The type of vaccine that is being designed to treat cancer is called a therapeutic cancer vaccine. There are two main types of these vaccines: autologous vaccines and allogeneic vaccines. Autologous vaccines use cells from a person’s tumour to make the vaccine, whereas allogeneic vaccines use laboratory grown donor cells. For this post, we will only discuss examples of some autologous vaccines. You can find more information about cancer vaccines here.
To make an autologous cancer cell cancer vaccine, cells from a person’s tumour are removed and treated in a way that makes them a target for the immune system. They are then injected into the body, where immune cells recognise them, attack them, and then do the same to other cancer cells in the body. The idea is that memory immune cells would be generated and be able to respond if cancer cells returned in the future. Several Phase 2 and Phase 3 trials of such autologous cancer cell vaccines are in process or have been completed, but none have been licensed yet.

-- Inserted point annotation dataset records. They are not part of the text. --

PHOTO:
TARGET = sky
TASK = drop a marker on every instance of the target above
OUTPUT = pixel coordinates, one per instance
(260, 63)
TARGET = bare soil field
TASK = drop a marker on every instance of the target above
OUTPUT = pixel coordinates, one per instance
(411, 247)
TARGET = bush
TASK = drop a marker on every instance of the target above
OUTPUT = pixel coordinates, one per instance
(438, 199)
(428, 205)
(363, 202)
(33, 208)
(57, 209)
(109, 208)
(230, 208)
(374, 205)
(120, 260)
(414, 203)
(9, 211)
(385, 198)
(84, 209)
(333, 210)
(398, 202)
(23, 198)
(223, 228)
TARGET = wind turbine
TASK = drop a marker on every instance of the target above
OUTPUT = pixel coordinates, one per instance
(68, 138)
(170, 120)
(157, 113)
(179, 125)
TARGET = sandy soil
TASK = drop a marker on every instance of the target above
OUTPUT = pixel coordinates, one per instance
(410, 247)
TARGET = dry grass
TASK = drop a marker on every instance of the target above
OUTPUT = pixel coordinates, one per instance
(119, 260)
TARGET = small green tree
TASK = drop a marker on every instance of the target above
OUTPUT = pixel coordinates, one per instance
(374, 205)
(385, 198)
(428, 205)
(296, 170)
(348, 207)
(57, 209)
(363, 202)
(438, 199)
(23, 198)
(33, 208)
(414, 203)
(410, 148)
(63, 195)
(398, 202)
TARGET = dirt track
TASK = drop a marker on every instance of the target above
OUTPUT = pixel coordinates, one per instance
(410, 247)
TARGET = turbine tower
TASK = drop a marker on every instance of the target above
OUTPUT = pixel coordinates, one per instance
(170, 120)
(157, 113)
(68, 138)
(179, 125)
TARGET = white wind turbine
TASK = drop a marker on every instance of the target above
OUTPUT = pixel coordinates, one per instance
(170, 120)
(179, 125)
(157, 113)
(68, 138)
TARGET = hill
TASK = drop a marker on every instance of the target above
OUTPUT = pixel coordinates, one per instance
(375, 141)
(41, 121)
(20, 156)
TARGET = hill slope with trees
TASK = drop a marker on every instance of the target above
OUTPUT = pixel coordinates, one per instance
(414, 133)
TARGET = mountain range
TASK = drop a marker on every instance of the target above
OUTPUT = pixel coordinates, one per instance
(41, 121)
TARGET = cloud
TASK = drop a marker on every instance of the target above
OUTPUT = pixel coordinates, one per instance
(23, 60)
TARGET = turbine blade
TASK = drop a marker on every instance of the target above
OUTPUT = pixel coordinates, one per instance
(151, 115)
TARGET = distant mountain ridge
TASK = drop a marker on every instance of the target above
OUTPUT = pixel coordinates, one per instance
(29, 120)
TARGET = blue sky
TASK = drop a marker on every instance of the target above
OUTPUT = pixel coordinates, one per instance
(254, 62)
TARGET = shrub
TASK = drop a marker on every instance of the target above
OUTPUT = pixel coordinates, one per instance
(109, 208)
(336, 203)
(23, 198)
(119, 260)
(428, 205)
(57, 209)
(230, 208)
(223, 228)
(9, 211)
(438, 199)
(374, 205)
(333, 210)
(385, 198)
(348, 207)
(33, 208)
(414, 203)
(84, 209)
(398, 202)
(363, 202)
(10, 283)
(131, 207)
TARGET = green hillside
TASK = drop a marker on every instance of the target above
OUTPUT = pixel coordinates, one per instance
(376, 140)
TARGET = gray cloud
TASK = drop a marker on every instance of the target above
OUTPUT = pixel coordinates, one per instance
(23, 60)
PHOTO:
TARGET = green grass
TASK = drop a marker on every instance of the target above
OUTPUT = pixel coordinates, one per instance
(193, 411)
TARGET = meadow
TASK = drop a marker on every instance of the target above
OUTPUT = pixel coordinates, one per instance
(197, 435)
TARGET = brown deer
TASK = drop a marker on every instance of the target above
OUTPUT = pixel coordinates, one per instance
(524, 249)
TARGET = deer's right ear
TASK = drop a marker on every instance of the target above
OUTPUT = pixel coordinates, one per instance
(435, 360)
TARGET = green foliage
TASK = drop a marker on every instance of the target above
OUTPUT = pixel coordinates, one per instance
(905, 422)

Another approach to autologous cancer vaccines is to use a person’s own immune cells to make the vaccine. The immune cells are extracted from the blood and exposed to a tumour antigen, stimulated and then injected back into the body. The treated immune cells should then respond to the cancer cells expressing the target antigen. There is one autologous vaccine made from immune cells that is licensed in the US. Sipuleucel-t (Provenge®) is a prostate cancer vaccine. It has been shown in clinical trials to extend life for men with treatment-resistant metastatic prostate cancer.
The cancers that are the best candidates for vaccine therapy are those whose treatments are expensive, less effective, or involve the risk of serious side effects. For example, lung cancer, pancreatic cancer, and breast cancer are such candidates for vaccine therapy. Development of vaccines to treat cancer is certainly an exciting prospect. Future research and the results of clinical trials to be announced will provide us with more weapons in our fight against cancer.